Self-reactive cells are induced to undergo additional VDJ rearrangements which results in new specificity
How was the mechanism underlying central tolerance elucidated?
Made a transgenic mouse with Ig H and L genes from a single B cell clone that made anti-HEL and then mated it with another transgenic mouse for HEL (so that in the F1 mouse HEL is self) saw that most of the HEL specific B cells died via clonal deletion
What was the conclusion of the anti-HEL monoclonal experiment?
Most (though not all) self-reactive B cells fail to mature and are eliminated by clonal deletion
What’s the process of T cell development?
T cell precursors migrate to the thymus from bone marrow.
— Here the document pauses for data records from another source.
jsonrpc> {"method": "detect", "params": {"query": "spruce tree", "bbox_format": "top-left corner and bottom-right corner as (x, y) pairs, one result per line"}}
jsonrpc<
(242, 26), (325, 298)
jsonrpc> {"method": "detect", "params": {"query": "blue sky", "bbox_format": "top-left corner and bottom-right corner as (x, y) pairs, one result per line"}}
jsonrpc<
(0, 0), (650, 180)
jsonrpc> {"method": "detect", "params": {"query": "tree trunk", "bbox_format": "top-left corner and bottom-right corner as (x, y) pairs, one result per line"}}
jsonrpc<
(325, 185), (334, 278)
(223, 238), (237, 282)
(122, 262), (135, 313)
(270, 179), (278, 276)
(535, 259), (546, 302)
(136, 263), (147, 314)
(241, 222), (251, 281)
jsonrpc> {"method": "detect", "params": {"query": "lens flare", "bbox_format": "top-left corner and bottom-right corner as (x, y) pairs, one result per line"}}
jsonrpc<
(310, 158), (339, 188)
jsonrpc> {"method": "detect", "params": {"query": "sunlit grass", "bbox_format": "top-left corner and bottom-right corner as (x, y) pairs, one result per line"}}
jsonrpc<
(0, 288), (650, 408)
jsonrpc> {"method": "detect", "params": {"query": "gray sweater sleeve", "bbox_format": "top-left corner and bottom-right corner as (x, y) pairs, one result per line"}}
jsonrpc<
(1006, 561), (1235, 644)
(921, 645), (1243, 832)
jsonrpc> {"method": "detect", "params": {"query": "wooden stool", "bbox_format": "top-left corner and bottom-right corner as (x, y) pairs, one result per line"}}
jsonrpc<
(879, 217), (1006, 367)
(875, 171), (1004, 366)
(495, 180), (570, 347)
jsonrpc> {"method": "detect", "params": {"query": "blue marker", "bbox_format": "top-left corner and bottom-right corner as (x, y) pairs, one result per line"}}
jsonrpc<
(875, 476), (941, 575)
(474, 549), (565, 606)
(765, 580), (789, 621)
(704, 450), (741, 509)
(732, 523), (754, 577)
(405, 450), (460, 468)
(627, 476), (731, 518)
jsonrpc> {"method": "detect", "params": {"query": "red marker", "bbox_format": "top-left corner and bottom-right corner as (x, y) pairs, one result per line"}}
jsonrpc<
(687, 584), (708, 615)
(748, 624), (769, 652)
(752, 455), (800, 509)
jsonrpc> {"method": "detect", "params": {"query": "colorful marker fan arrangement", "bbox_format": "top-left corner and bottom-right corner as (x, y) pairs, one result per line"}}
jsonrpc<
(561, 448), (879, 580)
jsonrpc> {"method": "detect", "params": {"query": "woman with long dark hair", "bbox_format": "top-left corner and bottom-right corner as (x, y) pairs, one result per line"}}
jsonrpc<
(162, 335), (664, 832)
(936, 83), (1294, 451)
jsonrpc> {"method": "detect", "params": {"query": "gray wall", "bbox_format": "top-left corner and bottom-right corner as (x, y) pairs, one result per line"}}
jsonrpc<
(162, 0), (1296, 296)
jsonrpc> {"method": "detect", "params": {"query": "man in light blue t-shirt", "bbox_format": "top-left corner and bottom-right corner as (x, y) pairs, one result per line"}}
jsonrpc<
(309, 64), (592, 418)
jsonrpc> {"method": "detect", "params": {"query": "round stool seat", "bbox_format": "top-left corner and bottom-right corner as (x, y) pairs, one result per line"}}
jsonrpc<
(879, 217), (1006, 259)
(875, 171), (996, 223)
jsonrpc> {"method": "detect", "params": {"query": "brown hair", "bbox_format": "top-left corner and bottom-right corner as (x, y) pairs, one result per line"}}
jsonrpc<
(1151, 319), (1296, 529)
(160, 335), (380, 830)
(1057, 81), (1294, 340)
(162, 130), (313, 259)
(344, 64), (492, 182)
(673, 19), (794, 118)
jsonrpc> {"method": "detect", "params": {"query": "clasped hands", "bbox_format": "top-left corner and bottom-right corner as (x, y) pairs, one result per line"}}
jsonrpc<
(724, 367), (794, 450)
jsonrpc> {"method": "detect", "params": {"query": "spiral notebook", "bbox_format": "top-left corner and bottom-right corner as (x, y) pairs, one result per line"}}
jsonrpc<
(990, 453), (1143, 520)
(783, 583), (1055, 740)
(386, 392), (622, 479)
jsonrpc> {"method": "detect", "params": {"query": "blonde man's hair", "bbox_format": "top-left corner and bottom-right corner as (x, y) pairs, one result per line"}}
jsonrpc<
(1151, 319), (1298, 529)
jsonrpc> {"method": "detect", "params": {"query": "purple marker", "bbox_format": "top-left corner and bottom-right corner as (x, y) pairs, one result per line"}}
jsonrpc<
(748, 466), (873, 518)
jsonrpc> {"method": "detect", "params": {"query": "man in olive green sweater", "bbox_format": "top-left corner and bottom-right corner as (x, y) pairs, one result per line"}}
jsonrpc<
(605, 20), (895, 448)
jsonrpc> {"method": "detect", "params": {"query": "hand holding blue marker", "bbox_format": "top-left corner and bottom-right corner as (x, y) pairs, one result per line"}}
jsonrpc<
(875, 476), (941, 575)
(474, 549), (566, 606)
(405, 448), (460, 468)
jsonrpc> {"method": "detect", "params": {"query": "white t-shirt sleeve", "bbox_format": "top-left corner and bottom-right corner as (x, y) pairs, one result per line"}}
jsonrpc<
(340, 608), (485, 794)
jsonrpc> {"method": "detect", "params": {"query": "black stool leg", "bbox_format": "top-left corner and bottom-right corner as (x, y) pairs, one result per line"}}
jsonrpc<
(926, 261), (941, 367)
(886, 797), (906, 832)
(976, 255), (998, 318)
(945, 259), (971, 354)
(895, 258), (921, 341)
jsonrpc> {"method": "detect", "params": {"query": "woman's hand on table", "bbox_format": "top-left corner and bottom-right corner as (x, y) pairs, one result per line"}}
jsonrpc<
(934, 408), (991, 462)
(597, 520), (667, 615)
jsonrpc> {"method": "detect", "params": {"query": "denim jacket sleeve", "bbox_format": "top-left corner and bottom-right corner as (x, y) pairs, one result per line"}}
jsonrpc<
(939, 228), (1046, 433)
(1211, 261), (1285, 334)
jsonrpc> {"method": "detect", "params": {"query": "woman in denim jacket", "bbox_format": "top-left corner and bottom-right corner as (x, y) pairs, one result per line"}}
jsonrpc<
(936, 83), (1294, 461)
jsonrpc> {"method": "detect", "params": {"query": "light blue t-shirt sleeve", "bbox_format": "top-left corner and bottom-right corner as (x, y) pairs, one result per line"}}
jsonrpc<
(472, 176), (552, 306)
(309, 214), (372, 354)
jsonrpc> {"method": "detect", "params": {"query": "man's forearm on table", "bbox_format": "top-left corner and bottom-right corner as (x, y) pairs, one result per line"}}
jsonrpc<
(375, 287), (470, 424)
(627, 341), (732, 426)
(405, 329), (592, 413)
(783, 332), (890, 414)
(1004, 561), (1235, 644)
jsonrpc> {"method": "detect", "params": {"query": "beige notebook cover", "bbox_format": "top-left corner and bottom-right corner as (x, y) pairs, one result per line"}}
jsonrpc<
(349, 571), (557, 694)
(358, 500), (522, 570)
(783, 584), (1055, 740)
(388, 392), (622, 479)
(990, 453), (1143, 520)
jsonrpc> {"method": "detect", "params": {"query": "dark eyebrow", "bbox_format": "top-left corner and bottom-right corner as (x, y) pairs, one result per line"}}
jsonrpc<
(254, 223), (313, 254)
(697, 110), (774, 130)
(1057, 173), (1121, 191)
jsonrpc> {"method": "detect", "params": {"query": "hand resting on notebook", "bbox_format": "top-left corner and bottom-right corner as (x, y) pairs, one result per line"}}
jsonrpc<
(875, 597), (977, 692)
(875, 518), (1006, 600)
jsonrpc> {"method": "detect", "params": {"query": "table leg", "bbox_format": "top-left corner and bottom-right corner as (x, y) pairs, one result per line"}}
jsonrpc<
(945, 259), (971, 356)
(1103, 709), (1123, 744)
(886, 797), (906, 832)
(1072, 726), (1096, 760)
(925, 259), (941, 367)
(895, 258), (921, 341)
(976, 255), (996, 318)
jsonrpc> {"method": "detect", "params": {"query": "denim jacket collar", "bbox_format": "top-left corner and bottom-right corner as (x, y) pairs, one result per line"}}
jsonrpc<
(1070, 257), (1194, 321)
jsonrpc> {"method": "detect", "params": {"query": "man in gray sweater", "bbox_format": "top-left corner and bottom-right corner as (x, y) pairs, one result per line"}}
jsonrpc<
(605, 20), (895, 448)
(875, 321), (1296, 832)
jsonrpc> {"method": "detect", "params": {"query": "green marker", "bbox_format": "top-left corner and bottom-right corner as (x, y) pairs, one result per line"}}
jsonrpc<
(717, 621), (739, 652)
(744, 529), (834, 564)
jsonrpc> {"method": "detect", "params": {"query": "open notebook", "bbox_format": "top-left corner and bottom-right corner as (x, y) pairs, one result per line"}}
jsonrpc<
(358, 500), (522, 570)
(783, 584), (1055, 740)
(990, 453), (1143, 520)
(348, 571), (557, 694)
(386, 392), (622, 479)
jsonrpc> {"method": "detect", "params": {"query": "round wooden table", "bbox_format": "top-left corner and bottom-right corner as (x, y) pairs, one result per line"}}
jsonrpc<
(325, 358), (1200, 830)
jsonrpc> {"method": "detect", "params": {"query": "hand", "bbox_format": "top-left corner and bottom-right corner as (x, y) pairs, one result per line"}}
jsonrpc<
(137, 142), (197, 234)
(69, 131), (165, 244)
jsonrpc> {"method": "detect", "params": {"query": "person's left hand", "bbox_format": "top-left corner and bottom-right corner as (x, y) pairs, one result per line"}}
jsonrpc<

TCR B chains undergo rearrangement. TCRs tested to determine if the TCR beta chain is functional via formation of the pre-T cell. If the receptor is functional, the pre-T cell undergoes several rounds of proliferation while expressing both chains of TCR. If the class I thymocyte binds too strongly to self it dies, if not it becomes CD8. If the class II thymocyte binds too strongly it becomes regulatory T cell (w IL-2 exp) and if not becomes CD4
How does AIRE transcription factor play a role in tolerance?
It’s expresed mainly in epithelial cells in the thymmus, drives the expression of proteins that wouldn’t otherwise be expressed in the thymus so that the T cells can develop tolerance
What would happen in a patient lacking the AIRE tx factor?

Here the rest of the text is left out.